These are the values as of this writing. They may change in the future.

There has been a lot of hype regarding enormous input context windows, which has led to articles such as RAG is dead, long live RAG. When we refer to these huge context windows, we’re primarily referring to the input and not the output. Google Gemini 1.5 has a 1 million context window, however, the allowed output is only 8192 tokens. Similarly, OpenAI’s GPT-4 models have a 128k context window and only a 4096 token output.

Figure 1: Context Sizes of GPT-4 and Gemini 1.5 and their max output sizes

Initially, large context windows were untenable as they ate resources like fat kids eat cake – they were also unreliable, where the model would only remember the beginning and end of the input, while generally ‘forgetting’ the middle. This has improved over time, to the point of near perfect performance with these enormous context windows. From the Gemini 1.5 whitepaper, we see their needle-in-a-haystack(NiaH) performance to be stellar. It is able to locate key phrases and words within huge contexts. They use a 10 million token context window for their stress testing.
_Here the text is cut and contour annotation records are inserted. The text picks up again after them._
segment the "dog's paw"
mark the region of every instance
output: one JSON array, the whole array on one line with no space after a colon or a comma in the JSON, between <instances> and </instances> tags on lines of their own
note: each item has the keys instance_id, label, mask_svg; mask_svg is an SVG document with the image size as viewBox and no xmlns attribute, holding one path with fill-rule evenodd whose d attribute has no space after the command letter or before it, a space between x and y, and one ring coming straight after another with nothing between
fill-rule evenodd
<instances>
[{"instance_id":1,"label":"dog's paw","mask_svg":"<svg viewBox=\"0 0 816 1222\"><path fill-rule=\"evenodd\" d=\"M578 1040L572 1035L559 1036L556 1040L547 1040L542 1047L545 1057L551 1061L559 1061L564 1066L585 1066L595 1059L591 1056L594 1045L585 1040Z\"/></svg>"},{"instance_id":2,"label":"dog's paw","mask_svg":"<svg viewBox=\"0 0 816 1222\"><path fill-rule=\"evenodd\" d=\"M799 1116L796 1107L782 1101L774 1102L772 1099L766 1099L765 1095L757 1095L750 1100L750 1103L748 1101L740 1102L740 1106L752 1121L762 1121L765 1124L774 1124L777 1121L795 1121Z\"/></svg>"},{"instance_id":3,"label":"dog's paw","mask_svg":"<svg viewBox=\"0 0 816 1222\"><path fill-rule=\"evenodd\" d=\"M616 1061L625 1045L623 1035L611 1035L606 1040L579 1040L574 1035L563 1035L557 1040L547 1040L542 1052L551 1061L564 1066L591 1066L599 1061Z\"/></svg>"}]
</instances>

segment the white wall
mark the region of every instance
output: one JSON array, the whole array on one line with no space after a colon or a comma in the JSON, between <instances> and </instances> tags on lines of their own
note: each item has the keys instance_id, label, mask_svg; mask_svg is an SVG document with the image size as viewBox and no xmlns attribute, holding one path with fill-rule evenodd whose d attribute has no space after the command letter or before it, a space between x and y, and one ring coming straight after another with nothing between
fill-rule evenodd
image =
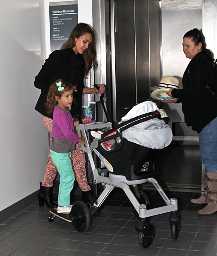
<instances>
[{"instance_id":1,"label":"white wall","mask_svg":"<svg viewBox=\"0 0 217 256\"><path fill-rule=\"evenodd\" d=\"M42 60L39 0L1 0L0 211L39 188L48 136L34 110Z\"/></svg>"},{"instance_id":2,"label":"white wall","mask_svg":"<svg viewBox=\"0 0 217 256\"><path fill-rule=\"evenodd\" d=\"M92 1L78 0L79 22L92 23ZM34 108L33 84L45 59L43 0L1 0L0 211L39 189L48 133Z\"/></svg>"}]
</instances>

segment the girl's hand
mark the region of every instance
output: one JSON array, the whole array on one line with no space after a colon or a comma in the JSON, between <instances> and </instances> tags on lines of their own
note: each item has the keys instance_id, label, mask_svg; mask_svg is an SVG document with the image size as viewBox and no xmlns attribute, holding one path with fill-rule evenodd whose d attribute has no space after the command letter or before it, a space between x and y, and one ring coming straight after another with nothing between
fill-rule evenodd
<instances>
[{"instance_id":1,"label":"girl's hand","mask_svg":"<svg viewBox=\"0 0 217 256\"><path fill-rule=\"evenodd\" d=\"M86 123L87 122L91 122L92 121L92 119L91 118L91 117L85 117L84 118L82 118L82 122L83 123Z\"/></svg>"},{"instance_id":2,"label":"girl's hand","mask_svg":"<svg viewBox=\"0 0 217 256\"><path fill-rule=\"evenodd\" d=\"M94 90L95 91L96 93L103 93L105 92L106 91L106 87L105 87L105 86L104 84L98 84L98 85L99 87L100 87L100 89L99 90L97 90L97 89L95 87L94 87Z\"/></svg>"},{"instance_id":3,"label":"girl's hand","mask_svg":"<svg viewBox=\"0 0 217 256\"><path fill-rule=\"evenodd\" d=\"M78 142L81 144L84 145L85 144L85 139L83 137L80 137L78 140Z\"/></svg>"}]
</instances>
Figure 2: Gemini 1.5 Needle in a Haystack Performance (It is a multimodal model, so it is able to take audio and video as inputs as well)

While very impressive, many argue that NiaH is purely a vanity metric and that it in order to test the context window, you need real-world evaluations and the ability to test reasoning across this mass of data.

For shits and giggles, we’ll see how many tokens we’re working with here.

But first…

2.0.1 Tokens?

What the heck is a token anyways? Please skip this section if you’re a token master – or don’t if you fancy my prose, up to you.

I’m not going to describe byte-pair encodings(BPE) at length, but I will try to prime your intuition a bit. All current performant foundational models use BPE for their model inputs, so this should be relevant for maybe another, y’know, three hours(I jest). OpenAI offers a fun little token visualizer tool.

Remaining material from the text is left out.